Impact of cudaMalloc() on CPU LLC

  • you seem to have posted the same code snippet twice
  • I’m not intimately familiar with MSR monitoring of caches, but if the LLC misses fall to zero does that mean it is hitting in LLC?
  • cudaMalloc is an opaque library call whose detailed behavior is not documented anywhere that I know of. I would assume that any library call, in any library, could cause the LLC contents to be modified, depending on what it is doing. If for some reason cudaMalloc needs to load a lot of data, it might happen. I imagine there could be other reasons.
  • I’m not suggesting that I know that cudaMalloc does this, just that it seems “theoretically possible”.

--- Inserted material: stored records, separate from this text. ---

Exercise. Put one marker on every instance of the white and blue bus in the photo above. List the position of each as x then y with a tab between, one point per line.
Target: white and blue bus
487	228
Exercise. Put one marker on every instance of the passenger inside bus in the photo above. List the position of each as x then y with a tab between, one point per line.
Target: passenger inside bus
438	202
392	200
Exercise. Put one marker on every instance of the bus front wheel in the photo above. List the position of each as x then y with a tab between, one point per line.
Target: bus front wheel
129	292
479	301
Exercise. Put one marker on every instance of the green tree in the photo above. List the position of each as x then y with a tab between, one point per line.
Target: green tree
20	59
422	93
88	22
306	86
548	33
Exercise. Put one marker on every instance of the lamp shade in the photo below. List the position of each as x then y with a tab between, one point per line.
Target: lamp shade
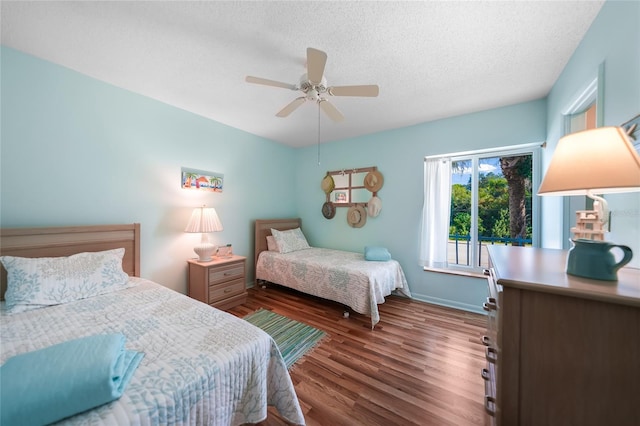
596	161
204	219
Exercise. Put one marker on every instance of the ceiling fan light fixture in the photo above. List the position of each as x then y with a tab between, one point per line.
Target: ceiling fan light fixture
313	85
313	95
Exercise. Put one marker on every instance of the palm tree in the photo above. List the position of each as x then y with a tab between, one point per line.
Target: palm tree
517	171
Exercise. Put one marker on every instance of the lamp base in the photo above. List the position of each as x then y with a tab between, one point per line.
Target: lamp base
594	259
205	252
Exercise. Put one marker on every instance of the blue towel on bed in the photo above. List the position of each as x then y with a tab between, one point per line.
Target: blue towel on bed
49	384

  • General advice for use of cudaMalloc is to get it out of performance sensitive areas of code. For example, if you have a work processing loop in your code, it’s not advisable to perform a cudaMalloc at each iteration, Instead, seek to do your cudaMalloc operations prior to entering the loop, perhaps by allocating everything that is needed up front, and/or reusing allocations.
  • If cudaMalloc is doing this, and you don’t like that behavior, you’re welcome to file a bug requesting a change in behavior. Be advised that you’re likely to be asked for a complete code that demonstrates the issue, displaying measurements, etc.